Не вставая с диванчика, Смайли подался вперед и задал свой последний вопрос. Казалось, он спросил нехотя, даже с каким-то отвращением. Мягкое лицо его сделалось жестким, и тем не менее он очень мучился, решившись на такой шаг.
– Помните то, что рассказывал нам Владимир, Кон? То, чем мы ни с кем никогда не делились? Запрятали поглубже в памяти, как свое личное сокровище? Что у Карлы была любовница, женщина, которую он любил?
– Его Энн, – вяло произнесла она.
– Что во всем мире он дорожил только ею единственной, что она толкала его на безумства?
Голова Конни медленно поднялась, и он увидел, как разгладилось ее лицо, – он заговорил живее, энергичнее.
– Как слух этот разошелся по Московскому Центру, среди людей посвященных? О создании Карлы, его творении, Кон? Как он нашел ее во время войны, когда она бродила ребенком по сожженной деревне? Подобрал, воспитал, полюбил?
Смайли, наблюдая за Конни, уловил, как, несмотря на выпитое виски, несмотря на смертельную усталость, она в последний раз пришла в возбуждение, словно последняя капля выкатилась из бутылки, и лицо ее медленно засветилось.
– Он находился в тылу у немцев, – добавила она. – В сороковые годы. Их группа работала среди прибалтов, подстрекая к сопротивлению. Создавались агентурные сети, группы за линией фронта. Это была крупная операция. Руководил ею Карла. Эта девочка стала своего рода их талисманом. Они перевозили ее с собой с одного места на другое. Ребенка. Ох, Джордж!
Он старался не дышать, чтобы не упустить ни одного ее слова. Дождь стучал по крыше все громче и громче. Он в не меньшем возбуждении, чем она, так подался ей навстречу, что даже чувствовал ее дыхание.
– А что потом? – спросил он.
– А потом он ее убрал, мой дорогой. Вот что потом.
– Почему? – Смайли еще сильнее приблизился к ней, словно боялся, что в решающий момент она окажется не в состоянии произнести ни слова. – Почему, Конни? Почему он убил женщину, которую так любил?

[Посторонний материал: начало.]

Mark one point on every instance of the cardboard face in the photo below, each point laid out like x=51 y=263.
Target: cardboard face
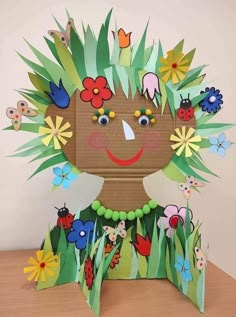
x=125 y=145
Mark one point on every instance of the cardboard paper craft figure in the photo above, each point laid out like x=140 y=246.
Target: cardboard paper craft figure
x=121 y=114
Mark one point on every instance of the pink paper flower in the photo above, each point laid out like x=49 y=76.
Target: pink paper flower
x=173 y=217
x=151 y=84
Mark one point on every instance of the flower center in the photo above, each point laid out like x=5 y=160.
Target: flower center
x=96 y=91
x=174 y=221
x=42 y=265
x=212 y=99
x=82 y=233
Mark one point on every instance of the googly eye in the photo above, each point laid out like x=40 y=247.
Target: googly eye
x=103 y=120
x=143 y=120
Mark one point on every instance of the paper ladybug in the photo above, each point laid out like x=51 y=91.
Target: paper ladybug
x=185 y=111
x=65 y=219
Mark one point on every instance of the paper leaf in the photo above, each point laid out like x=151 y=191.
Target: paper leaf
x=57 y=159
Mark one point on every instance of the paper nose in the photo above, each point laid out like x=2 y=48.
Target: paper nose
x=128 y=131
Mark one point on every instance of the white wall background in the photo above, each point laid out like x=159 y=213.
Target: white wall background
x=27 y=207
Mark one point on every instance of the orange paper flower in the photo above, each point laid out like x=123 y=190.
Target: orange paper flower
x=124 y=38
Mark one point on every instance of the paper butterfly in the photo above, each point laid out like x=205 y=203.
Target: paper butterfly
x=22 y=109
x=201 y=258
x=65 y=37
x=186 y=187
x=115 y=232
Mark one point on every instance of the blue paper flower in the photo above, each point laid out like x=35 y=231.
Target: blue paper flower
x=64 y=176
x=183 y=266
x=59 y=95
x=213 y=101
x=81 y=233
x=219 y=145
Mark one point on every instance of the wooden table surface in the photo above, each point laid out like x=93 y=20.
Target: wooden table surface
x=143 y=298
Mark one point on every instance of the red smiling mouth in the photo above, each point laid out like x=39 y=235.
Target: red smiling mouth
x=128 y=162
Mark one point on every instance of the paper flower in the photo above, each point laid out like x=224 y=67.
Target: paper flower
x=142 y=245
x=115 y=259
x=219 y=145
x=88 y=272
x=124 y=38
x=57 y=133
x=151 y=85
x=173 y=217
x=41 y=266
x=183 y=266
x=185 y=141
x=213 y=101
x=81 y=233
x=64 y=176
x=59 y=95
x=175 y=67
x=95 y=91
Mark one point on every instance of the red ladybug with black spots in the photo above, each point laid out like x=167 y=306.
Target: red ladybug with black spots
x=185 y=111
x=65 y=219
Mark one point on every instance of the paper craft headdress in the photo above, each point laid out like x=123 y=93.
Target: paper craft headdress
x=121 y=113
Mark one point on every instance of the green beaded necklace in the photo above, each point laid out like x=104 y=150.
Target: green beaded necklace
x=123 y=215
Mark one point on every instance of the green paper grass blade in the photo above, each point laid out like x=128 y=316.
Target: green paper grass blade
x=168 y=267
x=154 y=258
x=38 y=83
x=53 y=50
x=67 y=62
x=69 y=269
x=28 y=127
x=178 y=48
x=103 y=53
x=77 y=51
x=41 y=108
x=190 y=76
x=195 y=82
x=37 y=68
x=212 y=128
x=196 y=100
x=124 y=80
x=138 y=60
x=57 y=159
x=50 y=280
x=172 y=172
x=201 y=291
x=180 y=163
x=55 y=71
x=62 y=247
x=90 y=48
x=60 y=27
x=32 y=151
x=35 y=142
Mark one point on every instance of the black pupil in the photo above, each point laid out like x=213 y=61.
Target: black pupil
x=103 y=121
x=144 y=122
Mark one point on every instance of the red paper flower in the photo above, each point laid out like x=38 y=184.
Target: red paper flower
x=115 y=259
x=95 y=91
x=142 y=245
x=88 y=272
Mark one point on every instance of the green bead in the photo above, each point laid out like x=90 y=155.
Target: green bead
x=152 y=204
x=96 y=204
x=139 y=213
x=101 y=211
x=123 y=215
x=115 y=216
x=131 y=215
x=108 y=214
x=146 y=209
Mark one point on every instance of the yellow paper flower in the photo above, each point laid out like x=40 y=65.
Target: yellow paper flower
x=185 y=141
x=175 y=67
x=55 y=132
x=41 y=267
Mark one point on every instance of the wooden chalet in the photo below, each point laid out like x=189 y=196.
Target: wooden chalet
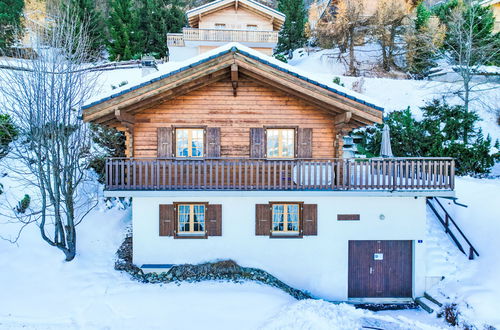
x=235 y=148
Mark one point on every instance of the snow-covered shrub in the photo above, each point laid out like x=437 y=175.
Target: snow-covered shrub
x=23 y=204
x=8 y=133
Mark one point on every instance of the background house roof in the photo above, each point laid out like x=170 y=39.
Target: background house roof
x=194 y=14
x=173 y=68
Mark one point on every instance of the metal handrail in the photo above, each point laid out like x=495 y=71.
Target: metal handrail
x=446 y=224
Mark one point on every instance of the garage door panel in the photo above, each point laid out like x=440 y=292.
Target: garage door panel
x=390 y=277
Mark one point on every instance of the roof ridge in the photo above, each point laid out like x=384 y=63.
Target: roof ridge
x=234 y=48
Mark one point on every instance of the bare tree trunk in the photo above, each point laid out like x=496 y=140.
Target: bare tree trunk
x=45 y=100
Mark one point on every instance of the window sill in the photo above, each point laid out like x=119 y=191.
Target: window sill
x=285 y=235
x=191 y=236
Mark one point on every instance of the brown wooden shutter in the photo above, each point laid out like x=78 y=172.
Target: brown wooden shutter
x=167 y=220
x=164 y=139
x=214 y=220
x=262 y=219
x=310 y=219
x=257 y=142
x=213 y=142
x=304 y=143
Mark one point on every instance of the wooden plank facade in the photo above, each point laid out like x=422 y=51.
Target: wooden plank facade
x=235 y=98
x=255 y=106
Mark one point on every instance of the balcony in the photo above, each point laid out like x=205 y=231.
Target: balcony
x=195 y=36
x=243 y=174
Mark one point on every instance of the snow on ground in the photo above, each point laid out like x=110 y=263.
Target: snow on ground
x=398 y=94
x=475 y=283
x=41 y=291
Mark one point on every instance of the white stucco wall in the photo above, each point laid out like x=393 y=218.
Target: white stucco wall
x=317 y=264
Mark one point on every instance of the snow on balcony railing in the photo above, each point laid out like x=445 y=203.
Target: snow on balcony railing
x=293 y=174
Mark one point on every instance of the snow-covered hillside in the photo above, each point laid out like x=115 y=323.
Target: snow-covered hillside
x=41 y=291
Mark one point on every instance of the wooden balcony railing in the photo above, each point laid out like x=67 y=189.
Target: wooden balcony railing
x=298 y=174
x=175 y=40
x=191 y=34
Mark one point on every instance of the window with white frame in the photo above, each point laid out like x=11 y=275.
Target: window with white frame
x=189 y=142
x=285 y=218
x=280 y=142
x=191 y=219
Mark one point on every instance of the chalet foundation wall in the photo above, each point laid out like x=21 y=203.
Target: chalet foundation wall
x=318 y=264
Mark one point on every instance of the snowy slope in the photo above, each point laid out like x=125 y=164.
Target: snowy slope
x=398 y=94
x=41 y=291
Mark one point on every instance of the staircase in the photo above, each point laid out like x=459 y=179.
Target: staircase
x=451 y=228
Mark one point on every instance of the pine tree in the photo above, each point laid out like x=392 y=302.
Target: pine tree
x=122 y=30
x=344 y=28
x=423 y=42
x=86 y=14
x=156 y=18
x=10 y=21
x=292 y=34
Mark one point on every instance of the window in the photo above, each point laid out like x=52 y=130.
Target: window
x=285 y=219
x=189 y=142
x=191 y=219
x=280 y=142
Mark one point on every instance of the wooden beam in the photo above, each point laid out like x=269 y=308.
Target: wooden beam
x=157 y=88
x=342 y=118
x=124 y=117
x=308 y=89
x=234 y=78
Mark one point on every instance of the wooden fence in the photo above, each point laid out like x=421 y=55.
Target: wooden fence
x=223 y=35
x=296 y=174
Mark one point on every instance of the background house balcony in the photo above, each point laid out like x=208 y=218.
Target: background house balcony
x=197 y=37
x=400 y=174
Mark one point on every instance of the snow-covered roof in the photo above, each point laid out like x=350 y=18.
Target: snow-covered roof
x=173 y=68
x=223 y=3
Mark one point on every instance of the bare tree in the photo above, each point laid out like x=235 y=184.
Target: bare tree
x=469 y=45
x=344 y=26
x=44 y=97
x=389 y=22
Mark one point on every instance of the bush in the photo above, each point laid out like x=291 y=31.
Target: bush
x=337 y=81
x=281 y=57
x=8 y=133
x=110 y=142
x=23 y=204
x=444 y=131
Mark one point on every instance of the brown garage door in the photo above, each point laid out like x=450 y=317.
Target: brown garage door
x=380 y=269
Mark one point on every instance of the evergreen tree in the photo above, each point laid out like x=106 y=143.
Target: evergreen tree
x=122 y=31
x=423 y=42
x=86 y=14
x=10 y=21
x=156 y=18
x=438 y=134
x=292 y=34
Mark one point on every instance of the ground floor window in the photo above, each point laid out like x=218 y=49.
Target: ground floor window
x=191 y=219
x=285 y=218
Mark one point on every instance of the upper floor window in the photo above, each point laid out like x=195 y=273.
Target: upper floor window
x=280 y=142
x=189 y=142
x=285 y=218
x=191 y=219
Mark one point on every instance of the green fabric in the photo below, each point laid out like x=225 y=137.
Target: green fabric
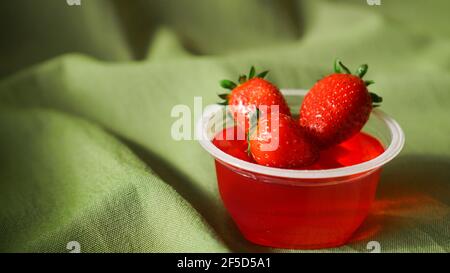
x=85 y=99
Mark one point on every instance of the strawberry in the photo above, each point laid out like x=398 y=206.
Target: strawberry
x=337 y=106
x=252 y=92
x=283 y=146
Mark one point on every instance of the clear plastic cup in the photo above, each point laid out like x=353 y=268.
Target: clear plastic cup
x=303 y=209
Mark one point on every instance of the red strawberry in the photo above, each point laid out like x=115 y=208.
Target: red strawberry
x=228 y=140
x=283 y=146
x=252 y=92
x=337 y=106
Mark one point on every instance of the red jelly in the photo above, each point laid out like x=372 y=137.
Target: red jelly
x=299 y=212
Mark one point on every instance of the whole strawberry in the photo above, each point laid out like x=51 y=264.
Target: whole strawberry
x=278 y=141
x=252 y=92
x=337 y=106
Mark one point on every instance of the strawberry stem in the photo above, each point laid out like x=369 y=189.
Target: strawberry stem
x=362 y=70
x=230 y=85
x=242 y=79
x=263 y=74
x=252 y=72
x=376 y=100
x=253 y=124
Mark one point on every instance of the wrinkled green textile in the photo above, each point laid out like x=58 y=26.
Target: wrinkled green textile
x=86 y=93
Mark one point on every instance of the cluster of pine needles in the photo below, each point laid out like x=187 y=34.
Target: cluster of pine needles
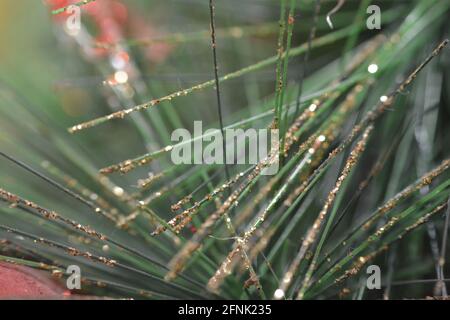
x=86 y=177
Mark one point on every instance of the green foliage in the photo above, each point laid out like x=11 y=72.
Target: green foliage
x=363 y=178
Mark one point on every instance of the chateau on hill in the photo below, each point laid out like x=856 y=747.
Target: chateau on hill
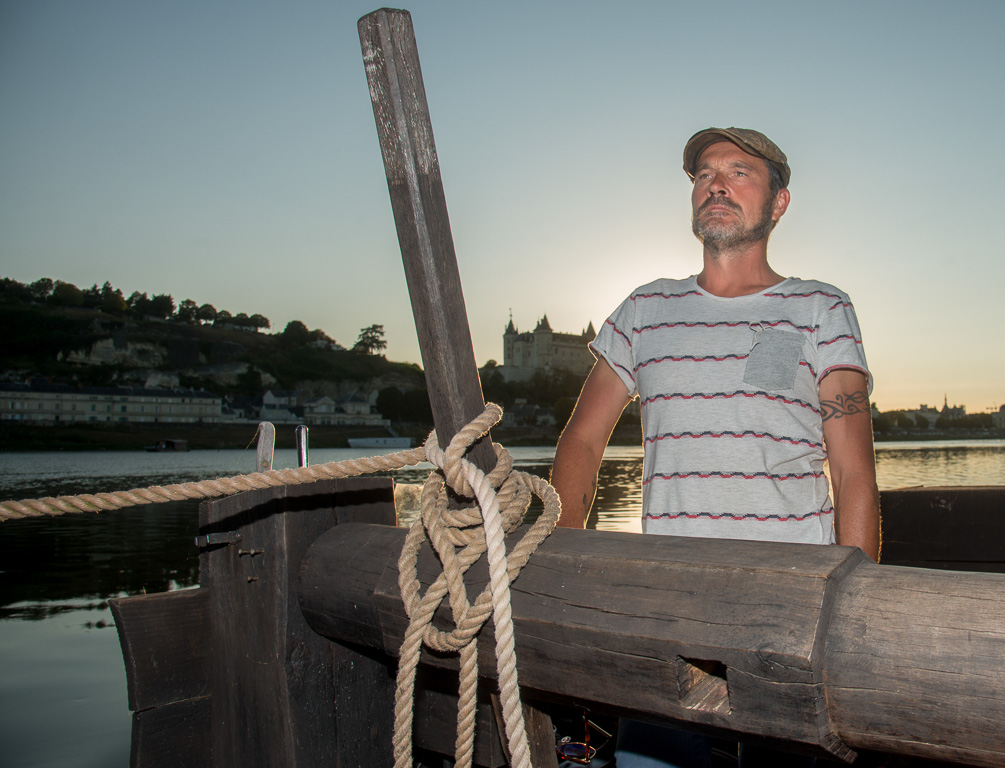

– Он сделал для нее все. Нашел ей приемных родителей. Дал образование. Сделал все, чтобы она стала для него настоящим злым гением. Он был для нее папочкой, любовником, Господом Богом. Она оставалась его игрушкой. А затем наступил день, когда она взбрыкнула, вообразив, что может себе позволить абсолютно все.
– Что именно?
– Чуть ли не бунт. Стала общаться с чертовыми интеллигентами. Выступать за ликвидацию государства. Задавать вопросы «Почему?» с большой буквы и «Почему нет?» тоже с большой буквы. Карла велел ей заткнуться. Она не слушалась. В нее словно черт вселился. Он запер ее в каталажку. Стало только хуже.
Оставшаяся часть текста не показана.